Out of fifty, kindly Poseidon left only Coeranus.21
When later he died, his relatives were burning the body near the sea when a large shoal of dolphins appeared off shore as though they were making it plain that they had come for the funeral, and they waited until it was completed.22

That the shield of Odysseus had a dolphin emblazoned on it, Stesichorus23 also has related ; and the Zacynthians perpetuate the reason for it, as Critheus24 testifies. For when Telemachus was a small boy, so they say, he fell into the deep inshore water and was saved by dolphins who came to his aid and swam with him to the beach ; and that was the reason why his father had a dolphin engraved on his ring and emblazoned on his shield, making this requital to the animal.

Yet since I began by saying that I would not tell you any tall tales and since, without observing what I was up to, I have now, besides the dolphins, run aground on both Odysseus and Coeranus to a point beyond belief, I lay this penalty upon myself : to conclude here and now.

1 As though ‘Artemis of the Net’; see Callimachus, Hymn iii. 198.

2 Homer, Hymn to Apollo, iii. 393 ff. (as restored by van Herwerden). For Delphinian Apollo see lines 495 f.

3 The port of Delphi.

4 Cf. Mor. 361 f; Tacitus, Histories, iv. 83-84.

5 That is, in Sinope.

6 Cf. Mor. 162 f; Pliny, Nat. Hist. xi. 137.

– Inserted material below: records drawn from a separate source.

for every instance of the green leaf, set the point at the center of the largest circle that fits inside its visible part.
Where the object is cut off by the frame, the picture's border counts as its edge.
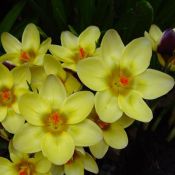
(11, 16)
(85, 11)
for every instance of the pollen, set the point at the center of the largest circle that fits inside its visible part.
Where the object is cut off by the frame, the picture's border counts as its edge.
(81, 52)
(102, 124)
(54, 118)
(6, 97)
(24, 56)
(124, 80)
(6, 94)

7 Page 597, ed. Sandys (L.C.L.); frag. 125, line 69-71 ed. Bowra (O.C.T.); frag. 222. 14-17, ed. Turyn. The quotation is found also in Mor. 704 f - 705 a. The lines were partially recovered in Oxyrhynchus Papyri, iii. 408 b (1903); for the critical difficulties see Turyn's edition.

8 Pliny, Nat. Hist. x. 24. For Dionysus and the pirate-dolphins see the seventh Homeric Hymn and Frazer on Apollodorus, iii. 5. 3 (L.C.L., vol. i, p. 332).

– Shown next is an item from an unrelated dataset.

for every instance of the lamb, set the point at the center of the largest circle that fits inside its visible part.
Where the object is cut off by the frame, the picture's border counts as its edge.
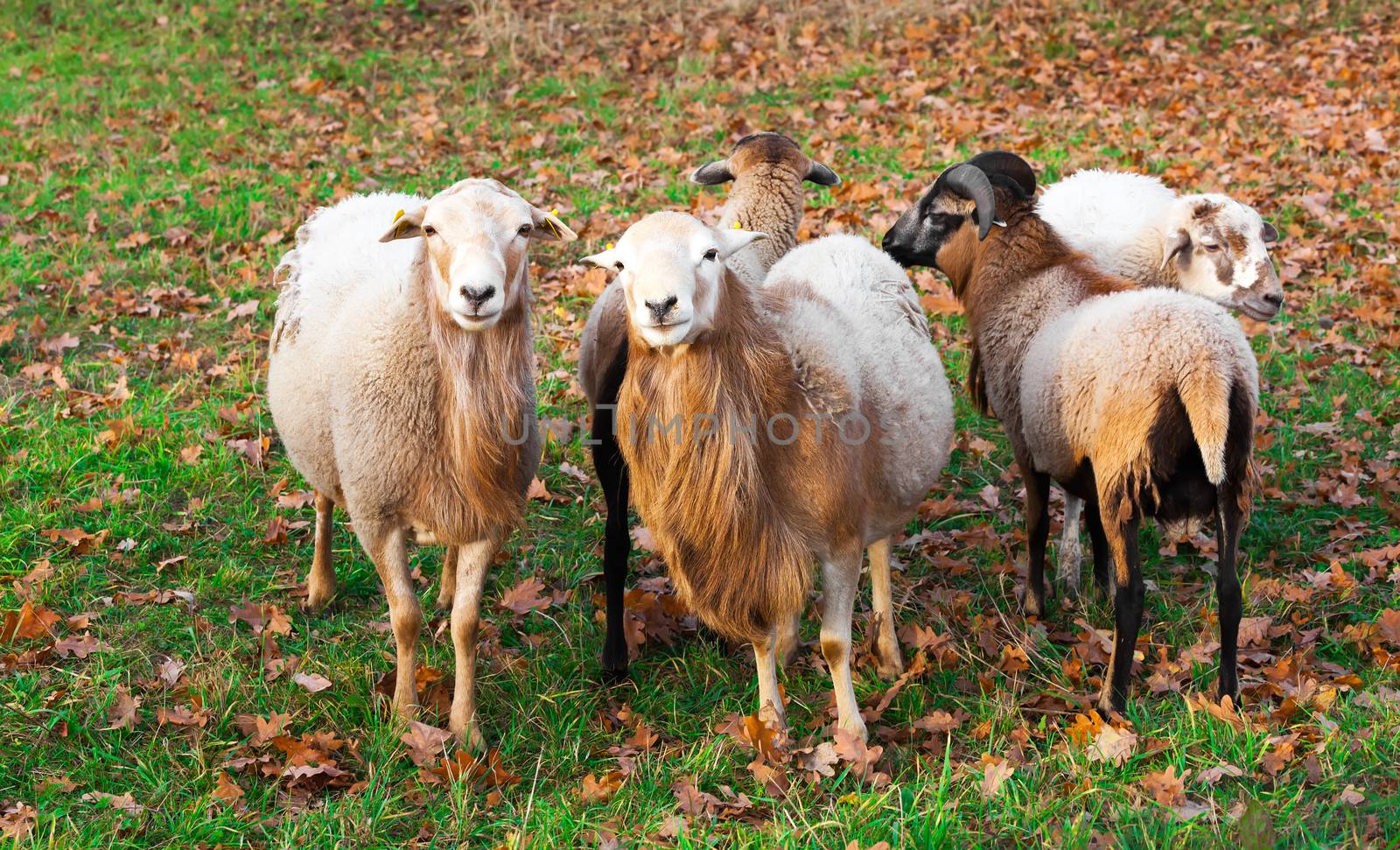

9 ‘The hunting of dolphins is immoral’: Oppian, Hal. v. 416 (see the whole passage).

10 Cf. Mor. 728 a; but see Aelian, De Natura Animal. i. 52; Arrian, Anabasis, i. 25. 8.

11 Herodotus, i. 24; Mair on Oppian, Hal. v. 448. In Mor. 161 a ff. the story is told by an eye-witness at the banquet of the Seven Wise Men.

12 Cf. 969 e supra.

13 Homer, Iliad, ix. 56.

14 The shrine of Zeus at Oeneon in Locris.

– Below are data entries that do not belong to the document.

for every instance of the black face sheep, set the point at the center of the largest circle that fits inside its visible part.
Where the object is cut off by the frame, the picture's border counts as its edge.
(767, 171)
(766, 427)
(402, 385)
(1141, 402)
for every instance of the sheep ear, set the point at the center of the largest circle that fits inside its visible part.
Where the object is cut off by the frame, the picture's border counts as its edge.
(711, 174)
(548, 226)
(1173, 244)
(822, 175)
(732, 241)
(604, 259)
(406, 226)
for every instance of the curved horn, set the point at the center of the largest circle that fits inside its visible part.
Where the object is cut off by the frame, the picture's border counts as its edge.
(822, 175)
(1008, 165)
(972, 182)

15 Müller, Frag. Hist. Graec. iv, p. 459; Jacoby, Frag. d. griech. Hist. ii, frag. 12; cf. Mor. 163 b-d; Athenaeus, 466 c gives as his authority Anticleides.

16 Aelian, De Natura Animal. vi. 15 (cf. viii. 11), tells the story in great detail and with several differences; cf. also the younger Pliny's famous letter (ix. 33) on the dolphin of Hippo and the vaguer accounts in Aelian, De Natura Animal. ii. 6; Antigonus, 55; Philo, 67 (p. 132). Gulick on Athenaeus, 606 c-d collects the authorities; see also the dolphin stories in Pliny, Nat. Hist. ix. 25 ff. and Mair on Oppian, Hal. v. 458; Thompson, Glossary, pp. 54 f. Iasus is a city in Ionian Caris on the gulf of the same name.

17 The story has a happier ending in one version found in Pliny, Nat. Hist. ix. 27: the dolphin dies, but Alexander the Great makes the boy head of the priesthood of Poseidon in Babylon.

18 Aelian, De Natura Animal. viii. 3; Athenaeus, 606 e-f cites from Phylarchus, Book XII (Jacoby, Frag. d. griech. Hist. i, p. 340). There are many other examples of dolphins rescuing people, such as the fragment of Euphorion in Page, Greek Literary Papyri, i, p. 497 (L.C.L.).

19 An island south of Paros.

20 Cf. Edmonds, Elegy and Iambus, ii, p. 321 (L.C.L.).

21 Edmonds, op. cit. ii, p. 164; Diehl, Anth. Lyrica, i, p. 243. frag. 117.

22 On the grief of dolphins see Pliny, Nat. Hist. ix. 25, 33.

23 Edmonds, Lyra Graeca, ii, p. 66, frag. 71.

24 Nothing whatever is known about this author, whose name may be given incorrectly in our mss.